Certain examples provide a system for magnetic induction heating of cells at a tissue site in a patient. The system includes a controller to provide a trigger to control a field generator. The system includes a field generator to induce a magnetic field with respect to a magnetic surgical hardware positioned at a tissue site for heating. The controller is to monitor the magnetic field and heating at the tissue site with respect to the surgical hardware to evaluate fusion of tissue at the tissue site.
Certain examples provide a method for magnetic induction heating. The method includes facilitating application, using a power source, of an alternating current to a coil positioned near a tissue site of interest for a patient. The method includes enabling heating of the tissue at the tissue site through a magnetic field generated by the current in the coil with respect to a magnetic surgical material at the tissue site to form scar tissue at the tissue site.
The Cox-Maze Procedure
According to the American Heart Association, roughly 2.2 million Americans have atrial fibrillation. The “cut and sew” Cox-Maze procedure is widely considered the most well-established and successful intervention for the treatment of atrial fibrillation. This procedure involves the creation of scar tissue to form a maze that directs the conduction pathway in the heart and blocks alternate pathological pathways. Due to the great length of the full “cut and sew” procedure and the need for cardiopulmonary bypass during the operation, many cardiothoracic surgeons choose to perform an abbreviated version of the procedure as a left- or right-sided Maze when the age of the patient or other factors become a consideration. Many surgeons also choose to simply isolate the pulmonary veins in the treatment of atrial fibrillation. Furthermore, techniques such as irrigated monopolar radiofrequency ablation, bipolar radiofrequency ablation, high-intensity-focused ultrasonography, laser, microwave, and cryothermia have been recently investigated as methods to quickly accomplish the Maze procedure. Unfortunately, these techniques remain inferior to the original “cut and sew” method due to incomplete scar tissue formation and difficulty in ablation of the isthmus near the mitral valve annulus.

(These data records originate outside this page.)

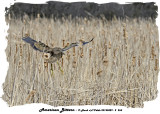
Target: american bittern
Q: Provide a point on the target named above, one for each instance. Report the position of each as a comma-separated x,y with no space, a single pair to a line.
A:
55,53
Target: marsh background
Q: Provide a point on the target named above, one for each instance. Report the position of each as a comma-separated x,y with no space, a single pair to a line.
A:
109,71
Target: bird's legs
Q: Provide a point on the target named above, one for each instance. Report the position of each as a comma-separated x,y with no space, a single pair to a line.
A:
60,68
51,70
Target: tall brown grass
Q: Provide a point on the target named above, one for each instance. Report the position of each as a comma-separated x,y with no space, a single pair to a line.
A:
120,66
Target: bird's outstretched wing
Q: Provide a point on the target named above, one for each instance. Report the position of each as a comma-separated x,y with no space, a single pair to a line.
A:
37,45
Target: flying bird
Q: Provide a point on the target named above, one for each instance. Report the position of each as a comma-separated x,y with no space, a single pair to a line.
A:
55,53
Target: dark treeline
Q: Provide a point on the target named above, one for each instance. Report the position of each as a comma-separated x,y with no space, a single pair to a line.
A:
54,9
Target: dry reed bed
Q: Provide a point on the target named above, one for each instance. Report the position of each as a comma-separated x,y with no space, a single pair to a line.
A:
120,67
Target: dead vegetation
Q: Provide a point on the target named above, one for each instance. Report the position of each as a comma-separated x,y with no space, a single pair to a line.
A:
120,66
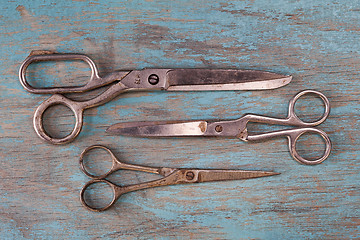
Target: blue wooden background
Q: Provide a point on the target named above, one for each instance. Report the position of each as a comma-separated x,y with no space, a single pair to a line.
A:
315,41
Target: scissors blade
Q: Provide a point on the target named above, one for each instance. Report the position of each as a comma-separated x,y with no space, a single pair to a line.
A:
224,79
225,175
231,128
159,128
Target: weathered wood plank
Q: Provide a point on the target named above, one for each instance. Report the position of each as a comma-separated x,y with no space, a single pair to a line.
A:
316,42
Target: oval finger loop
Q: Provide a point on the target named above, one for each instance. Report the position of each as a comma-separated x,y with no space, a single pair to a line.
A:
293,117
85,160
293,138
95,195
44,56
55,100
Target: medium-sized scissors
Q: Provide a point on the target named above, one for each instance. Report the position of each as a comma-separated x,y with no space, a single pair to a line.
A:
235,128
138,80
171,176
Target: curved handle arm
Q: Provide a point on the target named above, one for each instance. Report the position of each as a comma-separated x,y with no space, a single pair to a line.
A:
175,178
116,164
293,135
76,107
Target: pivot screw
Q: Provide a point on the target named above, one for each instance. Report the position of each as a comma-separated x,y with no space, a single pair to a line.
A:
190,175
153,79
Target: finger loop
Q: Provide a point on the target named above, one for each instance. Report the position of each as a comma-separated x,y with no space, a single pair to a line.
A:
83,165
54,100
93,208
293,138
296,120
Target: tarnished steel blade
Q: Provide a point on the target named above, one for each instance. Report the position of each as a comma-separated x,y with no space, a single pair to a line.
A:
159,129
224,175
224,79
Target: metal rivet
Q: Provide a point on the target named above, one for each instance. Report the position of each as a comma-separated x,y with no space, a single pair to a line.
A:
153,79
218,128
190,175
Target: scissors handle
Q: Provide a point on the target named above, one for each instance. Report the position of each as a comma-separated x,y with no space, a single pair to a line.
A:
76,107
95,80
293,136
116,164
292,119
175,177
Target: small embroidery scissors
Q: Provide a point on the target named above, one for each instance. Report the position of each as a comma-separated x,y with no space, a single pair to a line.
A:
235,128
138,80
171,176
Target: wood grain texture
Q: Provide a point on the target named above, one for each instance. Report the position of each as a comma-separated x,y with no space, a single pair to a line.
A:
315,41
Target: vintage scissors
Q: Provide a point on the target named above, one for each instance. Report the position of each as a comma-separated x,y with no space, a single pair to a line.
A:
171,176
147,79
235,128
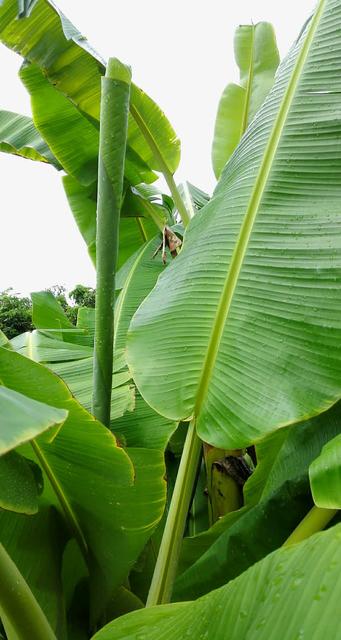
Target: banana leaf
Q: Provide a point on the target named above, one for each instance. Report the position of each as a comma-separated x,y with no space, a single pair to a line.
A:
251,306
325,475
19,136
257,57
287,595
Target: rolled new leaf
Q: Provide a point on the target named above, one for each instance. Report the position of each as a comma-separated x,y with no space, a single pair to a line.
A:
257,57
112,149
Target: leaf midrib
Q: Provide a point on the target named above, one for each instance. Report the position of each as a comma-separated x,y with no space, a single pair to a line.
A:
248,86
240,249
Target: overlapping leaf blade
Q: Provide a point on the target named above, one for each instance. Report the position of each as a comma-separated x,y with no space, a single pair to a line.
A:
251,304
287,595
325,476
98,495
75,69
257,57
22,419
19,136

Currently, the Maze procedure is recommended for all atrial fibrillation patients undergoing cardiac surgery. In addition, the Maze procedure is being investigated as a stand-alone surgery for the treatment of atrial fibrillation.

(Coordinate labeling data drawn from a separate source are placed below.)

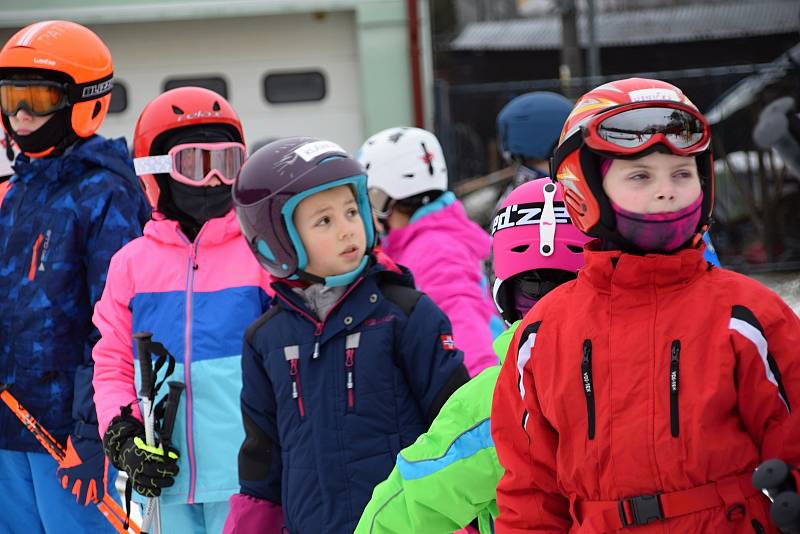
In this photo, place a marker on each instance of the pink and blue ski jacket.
(445, 252)
(197, 299)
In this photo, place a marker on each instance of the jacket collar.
(613, 268)
(95, 151)
(213, 232)
(355, 305)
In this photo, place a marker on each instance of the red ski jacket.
(645, 393)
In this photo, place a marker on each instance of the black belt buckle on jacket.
(643, 510)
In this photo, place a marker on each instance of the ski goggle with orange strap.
(43, 97)
(37, 97)
(196, 163)
(630, 129)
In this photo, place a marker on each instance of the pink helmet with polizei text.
(532, 230)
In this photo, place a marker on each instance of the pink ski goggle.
(196, 163)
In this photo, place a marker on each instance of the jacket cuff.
(85, 430)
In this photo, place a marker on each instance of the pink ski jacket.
(197, 299)
(445, 252)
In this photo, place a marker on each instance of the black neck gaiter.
(56, 132)
(196, 205)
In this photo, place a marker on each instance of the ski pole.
(108, 506)
(151, 520)
(170, 413)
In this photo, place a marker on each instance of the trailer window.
(119, 98)
(289, 87)
(214, 83)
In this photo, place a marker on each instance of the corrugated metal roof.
(674, 24)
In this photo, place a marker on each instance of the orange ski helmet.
(75, 52)
(179, 108)
(576, 160)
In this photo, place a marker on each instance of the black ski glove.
(148, 468)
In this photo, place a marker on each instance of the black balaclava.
(190, 205)
(56, 132)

Using wires and/or sutures made from a ferromagnetic, superparamagnetic, or paramagnetic material, ablation can be used to perform a full or complete Cox-Maze procedure. Placement of wires and/or sutures is the same as with the “cut and sew” method. However, the sutures can be placed free from cardiopulmonary bypass. When the sutures are in place, application of alternating magnetic fields results in heating of tissues adjacent to the suture line to cause ablation. If the ablation is incomplete, the alternating magnetic field (AMF) exposure can be delivered additional times. As a result, a complete “off-pump” Maze procedure is performed in less time than the original “cut and sew” operation. MR imaging can be used to postoperatively evaluate the intervention, for example. This may increase the feasibility of performing the Maze procedure in older patients and patients who currently are not ideal candidates for the complete “cut and sew” procedure.